Gardening Vicariously Out the Car Window

“…and apologizes for her hands, which are covered with flour and dough. I show her my own hands, still stained with island soils, and tell her never to apologize for dirty hands. I am reassured when someone offers me a rough, callous mitt.”- “Fields of Plenty” by Michael Ableman

My hands are usually something that could use a apology. The constant kitchen work leaves them quite dry and rough from the constantly washing off whatever it is I am baking. The deep cold of winter and extra “work” during the holidays leaves me with a bit of carpel tunnel or early stages of arthritis. The aching feeling in my hands and wrists usually subsides late January assuming I wear mittens every time I’m outside.

Spring, summer and fall means my hands (and feet) stained a rather unpleasant shade of brownish-green. It doesn’t seem to matter how much I scrub. The callouses, though there year-round, are much more noticeable during the “non-snow” months. Between shovels, pitch forks and garden weeds there is no rest for my hands.

I appreciate someone with hands like mine. I can see the common ground between us without having to speak. For someone like me who struggles with conversation, garden stained hands gives an opening for pleasant small talk that isn’t weather based. The conversation will inevitably end up there, as talking about the weather is a true Minnesota pastime.

Driving home the other night I was temped to stop by and talk to a family that was planting a garden along the road. I didn’t of course, that would mean I would have to actually speak, but I thought about it. Over the years I have watched that garden plot thrive with vegetables for a few years, then taken over by weeds for a few and back with new owners. Last I heard, it is a father and couple sons that have it.
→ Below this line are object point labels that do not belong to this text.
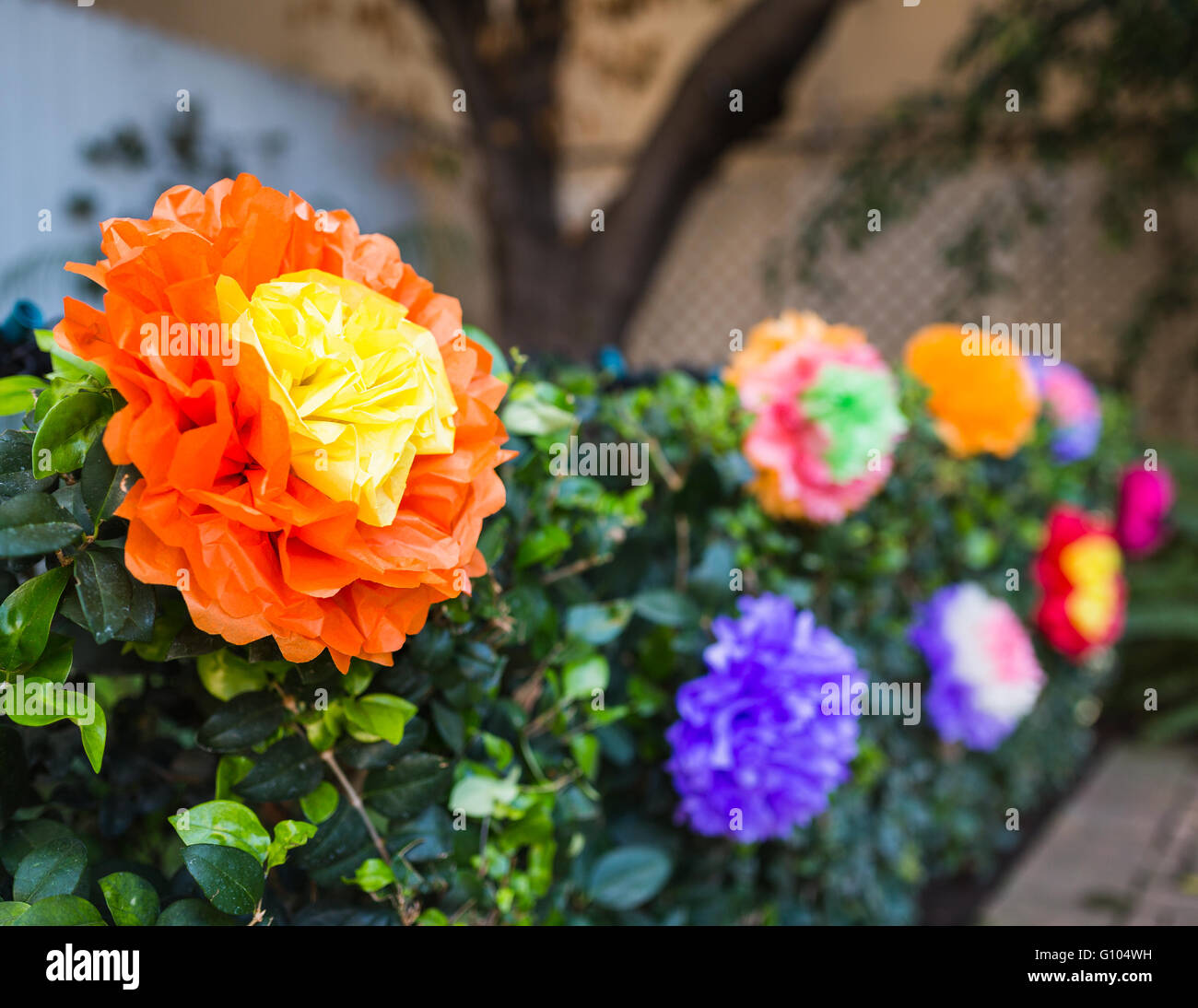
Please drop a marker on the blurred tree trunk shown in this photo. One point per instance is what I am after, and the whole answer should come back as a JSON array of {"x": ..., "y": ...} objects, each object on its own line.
[{"x": 575, "y": 293}]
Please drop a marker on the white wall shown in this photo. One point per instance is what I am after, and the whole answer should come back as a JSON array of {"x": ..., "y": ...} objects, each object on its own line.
[{"x": 70, "y": 75}]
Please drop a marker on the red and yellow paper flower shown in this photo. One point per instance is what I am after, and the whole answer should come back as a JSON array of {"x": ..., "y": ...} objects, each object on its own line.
[
  {"x": 978, "y": 403},
  {"x": 1083, "y": 592},
  {"x": 316, "y": 437}
]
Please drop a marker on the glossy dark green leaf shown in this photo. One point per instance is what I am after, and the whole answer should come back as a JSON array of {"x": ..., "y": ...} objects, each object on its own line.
[
  {"x": 103, "y": 484},
  {"x": 58, "y": 911},
  {"x": 102, "y": 584},
  {"x": 194, "y": 914},
  {"x": 31, "y": 524},
  {"x": 224, "y": 824},
  {"x": 13, "y": 771},
  {"x": 54, "y": 869},
  {"x": 666, "y": 607},
  {"x": 287, "y": 770},
  {"x": 230, "y": 879},
  {"x": 370, "y": 756},
  {"x": 131, "y": 899},
  {"x": 407, "y": 788},
  {"x": 428, "y": 837},
  {"x": 20, "y": 838},
  {"x": 599, "y": 623},
  {"x": 628, "y": 876},
  {"x": 17, "y": 464},
  {"x": 544, "y": 546},
  {"x": 25, "y": 619},
  {"x": 340, "y": 844},
  {"x": 68, "y": 430},
  {"x": 380, "y": 715},
  {"x": 247, "y": 720},
  {"x": 10, "y": 911}
]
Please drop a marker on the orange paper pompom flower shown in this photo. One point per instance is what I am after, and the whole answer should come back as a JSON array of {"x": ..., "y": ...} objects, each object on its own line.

Last year was weeds. This year I saw they tilled it so nicely and then laid sheets of black garden plastic over the whole thing. That in itself must have been quite a task, this is not small plot. Over the next few nights I could see they were planting through the plastic and carefully marking the plants and rows with flags. They also appear to have a fence up to keep the deer out. Probably the reason for the weeds last year; gardening can be very discouraging when all you do is unwillingly feed deer.

I am curious what they have planted, how they plan to keep it watered if needed and what they are using to keep the plastic down. It’s not the first time I’ve seen this method. It’s also not the most common method in the area, so it would be nice to hear what they have to say about it at the beginning of the season and again after harvest. Over the years I have tried all sorts of things that at the beginning of the season sound like a great idea and by harvest I would never do again.
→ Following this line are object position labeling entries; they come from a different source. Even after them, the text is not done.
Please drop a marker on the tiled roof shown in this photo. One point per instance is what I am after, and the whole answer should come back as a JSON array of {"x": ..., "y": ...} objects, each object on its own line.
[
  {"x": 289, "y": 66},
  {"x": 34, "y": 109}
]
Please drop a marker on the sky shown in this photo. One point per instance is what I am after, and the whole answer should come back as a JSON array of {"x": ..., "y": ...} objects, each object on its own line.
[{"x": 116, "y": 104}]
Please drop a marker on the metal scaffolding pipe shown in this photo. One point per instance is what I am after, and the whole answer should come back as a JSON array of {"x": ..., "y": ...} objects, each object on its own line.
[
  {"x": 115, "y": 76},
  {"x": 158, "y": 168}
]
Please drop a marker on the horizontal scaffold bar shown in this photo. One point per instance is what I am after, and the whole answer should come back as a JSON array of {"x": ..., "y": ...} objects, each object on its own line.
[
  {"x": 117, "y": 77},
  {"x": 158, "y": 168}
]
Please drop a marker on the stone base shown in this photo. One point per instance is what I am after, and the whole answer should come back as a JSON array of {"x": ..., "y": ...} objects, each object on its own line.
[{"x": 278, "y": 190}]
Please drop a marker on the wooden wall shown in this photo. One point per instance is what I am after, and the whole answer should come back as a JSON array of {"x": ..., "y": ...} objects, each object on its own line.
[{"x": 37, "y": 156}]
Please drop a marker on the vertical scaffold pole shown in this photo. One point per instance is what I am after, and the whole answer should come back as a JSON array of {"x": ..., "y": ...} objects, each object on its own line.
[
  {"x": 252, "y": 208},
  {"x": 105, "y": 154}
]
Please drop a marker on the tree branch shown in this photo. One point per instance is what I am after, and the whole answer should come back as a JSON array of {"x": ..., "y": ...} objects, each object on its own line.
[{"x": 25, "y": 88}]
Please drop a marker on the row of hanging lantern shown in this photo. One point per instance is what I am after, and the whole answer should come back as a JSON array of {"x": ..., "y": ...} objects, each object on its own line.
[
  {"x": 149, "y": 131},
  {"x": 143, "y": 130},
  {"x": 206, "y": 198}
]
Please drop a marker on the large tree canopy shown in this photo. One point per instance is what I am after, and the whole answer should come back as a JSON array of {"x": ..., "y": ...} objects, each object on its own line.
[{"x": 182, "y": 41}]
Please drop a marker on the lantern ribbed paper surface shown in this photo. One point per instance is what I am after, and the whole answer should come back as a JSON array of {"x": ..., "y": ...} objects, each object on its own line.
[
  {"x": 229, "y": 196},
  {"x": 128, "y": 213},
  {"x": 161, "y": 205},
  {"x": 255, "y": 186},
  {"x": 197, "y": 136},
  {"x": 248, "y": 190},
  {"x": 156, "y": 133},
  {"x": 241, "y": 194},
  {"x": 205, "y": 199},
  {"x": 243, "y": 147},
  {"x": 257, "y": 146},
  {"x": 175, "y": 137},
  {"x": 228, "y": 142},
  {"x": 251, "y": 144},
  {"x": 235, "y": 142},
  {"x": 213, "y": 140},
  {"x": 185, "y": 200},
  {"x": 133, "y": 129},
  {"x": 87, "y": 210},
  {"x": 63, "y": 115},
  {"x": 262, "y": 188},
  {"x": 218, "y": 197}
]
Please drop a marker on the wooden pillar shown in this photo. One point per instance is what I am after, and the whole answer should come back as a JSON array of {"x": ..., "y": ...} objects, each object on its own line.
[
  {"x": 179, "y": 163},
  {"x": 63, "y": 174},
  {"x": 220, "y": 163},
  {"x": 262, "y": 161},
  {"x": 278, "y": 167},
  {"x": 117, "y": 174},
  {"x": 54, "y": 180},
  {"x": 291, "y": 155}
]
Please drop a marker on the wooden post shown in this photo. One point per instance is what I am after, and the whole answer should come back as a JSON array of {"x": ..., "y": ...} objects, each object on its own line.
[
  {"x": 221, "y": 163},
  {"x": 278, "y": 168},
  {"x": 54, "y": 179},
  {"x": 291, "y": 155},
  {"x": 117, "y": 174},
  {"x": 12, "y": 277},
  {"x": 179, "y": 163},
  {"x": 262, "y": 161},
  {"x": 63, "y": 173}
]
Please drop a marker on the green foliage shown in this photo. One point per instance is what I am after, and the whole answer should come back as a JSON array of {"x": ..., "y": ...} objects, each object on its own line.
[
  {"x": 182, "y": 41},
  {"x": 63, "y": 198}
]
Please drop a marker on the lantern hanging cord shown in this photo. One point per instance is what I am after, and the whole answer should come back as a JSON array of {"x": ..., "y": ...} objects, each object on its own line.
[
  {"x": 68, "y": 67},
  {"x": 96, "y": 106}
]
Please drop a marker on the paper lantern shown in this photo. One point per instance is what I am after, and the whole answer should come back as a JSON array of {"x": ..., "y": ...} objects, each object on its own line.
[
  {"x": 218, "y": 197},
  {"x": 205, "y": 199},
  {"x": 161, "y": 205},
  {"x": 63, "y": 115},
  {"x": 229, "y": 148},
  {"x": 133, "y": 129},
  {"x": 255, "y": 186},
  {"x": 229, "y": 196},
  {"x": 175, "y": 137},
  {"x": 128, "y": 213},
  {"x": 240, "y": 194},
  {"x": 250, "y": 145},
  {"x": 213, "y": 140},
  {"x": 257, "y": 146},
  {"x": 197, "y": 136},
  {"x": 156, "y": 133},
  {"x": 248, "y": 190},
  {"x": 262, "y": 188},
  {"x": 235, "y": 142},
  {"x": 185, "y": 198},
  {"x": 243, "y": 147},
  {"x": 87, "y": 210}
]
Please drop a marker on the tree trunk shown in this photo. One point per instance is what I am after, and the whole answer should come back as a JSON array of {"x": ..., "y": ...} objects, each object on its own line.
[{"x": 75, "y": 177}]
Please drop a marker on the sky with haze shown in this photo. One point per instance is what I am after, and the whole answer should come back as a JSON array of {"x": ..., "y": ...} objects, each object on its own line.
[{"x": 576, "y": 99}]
… A few weeks have gone by now (I have been slacking on finishing this post). I see them planting almost every night on my way home from work. It’s starting to look like quite the garden. I still have no idea what they have planted but it’s looking good.
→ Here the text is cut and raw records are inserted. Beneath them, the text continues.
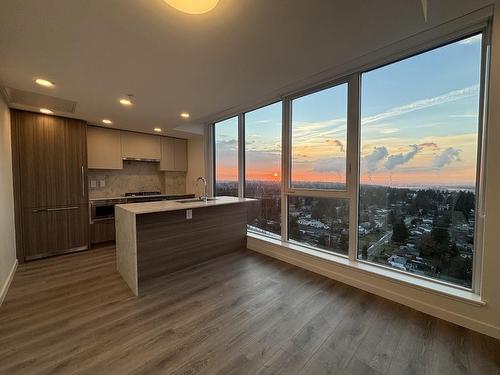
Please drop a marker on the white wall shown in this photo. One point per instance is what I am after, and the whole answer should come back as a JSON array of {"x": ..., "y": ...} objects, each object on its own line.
[
  {"x": 483, "y": 318},
  {"x": 8, "y": 260},
  {"x": 196, "y": 165}
]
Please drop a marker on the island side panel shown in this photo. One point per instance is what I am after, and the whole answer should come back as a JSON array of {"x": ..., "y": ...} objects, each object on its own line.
[
  {"x": 168, "y": 242},
  {"x": 126, "y": 247}
]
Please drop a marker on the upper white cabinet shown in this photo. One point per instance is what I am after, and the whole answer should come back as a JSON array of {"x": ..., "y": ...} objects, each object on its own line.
[
  {"x": 104, "y": 148},
  {"x": 180, "y": 154},
  {"x": 167, "y": 154},
  {"x": 140, "y": 146},
  {"x": 173, "y": 154}
]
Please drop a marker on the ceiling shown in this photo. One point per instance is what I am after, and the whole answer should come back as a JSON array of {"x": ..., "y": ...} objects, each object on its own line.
[{"x": 236, "y": 56}]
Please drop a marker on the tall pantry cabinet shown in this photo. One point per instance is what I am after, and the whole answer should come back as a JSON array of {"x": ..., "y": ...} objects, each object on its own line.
[{"x": 50, "y": 184}]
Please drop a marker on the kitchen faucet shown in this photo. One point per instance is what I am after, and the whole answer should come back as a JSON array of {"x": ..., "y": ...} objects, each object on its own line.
[{"x": 205, "y": 197}]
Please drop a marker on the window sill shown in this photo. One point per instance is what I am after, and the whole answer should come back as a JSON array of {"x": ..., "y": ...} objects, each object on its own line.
[{"x": 378, "y": 271}]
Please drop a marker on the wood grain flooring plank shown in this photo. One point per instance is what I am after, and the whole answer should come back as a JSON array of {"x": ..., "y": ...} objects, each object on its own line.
[{"x": 241, "y": 313}]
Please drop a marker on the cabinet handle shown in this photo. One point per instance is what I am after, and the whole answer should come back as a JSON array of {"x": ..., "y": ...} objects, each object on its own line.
[
  {"x": 63, "y": 208},
  {"x": 83, "y": 183}
]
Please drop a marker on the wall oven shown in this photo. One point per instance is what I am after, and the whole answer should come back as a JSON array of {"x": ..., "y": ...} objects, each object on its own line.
[{"x": 102, "y": 210}]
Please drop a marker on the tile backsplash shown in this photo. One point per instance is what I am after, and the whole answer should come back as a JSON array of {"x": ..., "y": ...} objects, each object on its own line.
[{"x": 135, "y": 176}]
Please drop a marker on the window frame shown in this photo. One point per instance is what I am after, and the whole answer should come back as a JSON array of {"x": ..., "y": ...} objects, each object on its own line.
[
  {"x": 353, "y": 79},
  {"x": 242, "y": 158}
]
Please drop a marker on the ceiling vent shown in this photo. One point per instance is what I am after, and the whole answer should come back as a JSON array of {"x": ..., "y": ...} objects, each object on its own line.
[{"x": 22, "y": 98}]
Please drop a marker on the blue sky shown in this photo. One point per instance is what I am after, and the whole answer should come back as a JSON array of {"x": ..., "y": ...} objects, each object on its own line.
[{"x": 419, "y": 125}]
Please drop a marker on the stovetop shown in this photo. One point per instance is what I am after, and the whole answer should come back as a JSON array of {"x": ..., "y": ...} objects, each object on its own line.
[{"x": 142, "y": 193}]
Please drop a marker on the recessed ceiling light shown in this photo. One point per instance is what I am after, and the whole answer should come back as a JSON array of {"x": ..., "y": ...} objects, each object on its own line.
[
  {"x": 126, "y": 102},
  {"x": 43, "y": 82},
  {"x": 193, "y": 7}
]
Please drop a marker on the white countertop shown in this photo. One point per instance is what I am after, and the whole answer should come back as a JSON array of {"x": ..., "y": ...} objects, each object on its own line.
[
  {"x": 136, "y": 197},
  {"x": 161, "y": 206}
]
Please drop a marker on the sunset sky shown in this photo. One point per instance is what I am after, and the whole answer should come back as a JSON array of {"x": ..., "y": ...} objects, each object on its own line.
[{"x": 419, "y": 126}]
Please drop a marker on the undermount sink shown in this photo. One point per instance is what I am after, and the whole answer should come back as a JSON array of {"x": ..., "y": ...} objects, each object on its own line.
[{"x": 195, "y": 200}]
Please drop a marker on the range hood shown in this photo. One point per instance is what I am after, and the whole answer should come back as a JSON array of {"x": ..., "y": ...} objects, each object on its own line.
[{"x": 142, "y": 159}]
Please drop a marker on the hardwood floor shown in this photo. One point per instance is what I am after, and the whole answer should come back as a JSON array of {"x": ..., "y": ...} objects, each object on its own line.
[{"x": 242, "y": 313}]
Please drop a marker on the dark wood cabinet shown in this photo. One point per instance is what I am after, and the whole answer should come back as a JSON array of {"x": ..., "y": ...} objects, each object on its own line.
[{"x": 49, "y": 162}]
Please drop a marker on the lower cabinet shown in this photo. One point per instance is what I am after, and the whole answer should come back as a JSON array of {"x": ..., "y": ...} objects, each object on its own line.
[{"x": 54, "y": 230}]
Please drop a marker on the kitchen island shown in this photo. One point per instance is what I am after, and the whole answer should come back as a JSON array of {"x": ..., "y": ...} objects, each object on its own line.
[{"x": 157, "y": 238}]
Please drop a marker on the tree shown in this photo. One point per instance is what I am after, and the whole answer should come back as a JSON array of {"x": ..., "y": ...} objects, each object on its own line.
[
  {"x": 427, "y": 247},
  {"x": 294, "y": 229},
  {"x": 465, "y": 203},
  {"x": 391, "y": 218},
  {"x": 364, "y": 251},
  {"x": 400, "y": 232},
  {"x": 441, "y": 234}
]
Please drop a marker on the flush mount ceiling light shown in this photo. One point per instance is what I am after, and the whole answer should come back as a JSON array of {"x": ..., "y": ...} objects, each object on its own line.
[
  {"x": 125, "y": 102},
  {"x": 43, "y": 82},
  {"x": 193, "y": 6}
]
The flowers I planted in the front bed must have from been too old seed. I have a lovely patch of weeds in there and no flowers that I can see. I learned years ago to not weed the flower beds until they are big enough to tell the difference between weeds and flowers. By now everything that was going to grow should be up. This late in the year I am not going to bother trying again. I will just pull the weeds and leave it empty for now.

Our vegetable garden plot in looking great so far. Our neighbor plowed up a big area between the two of us. We helped pick some rock and then he took the disc to it. Some of this will get some fresh grass seed and the rest will be vegetables next spring. I can’t wait to get some seeds in the ground next spring. The soil there is beautiful, rich, black and alive. I’m tempted to try the black plastic method next year. Maybe for half of it… I haven’t yet decided.

This no vegetable garden is a tough one for me but I am surviving. I just gawk at everyone else’s.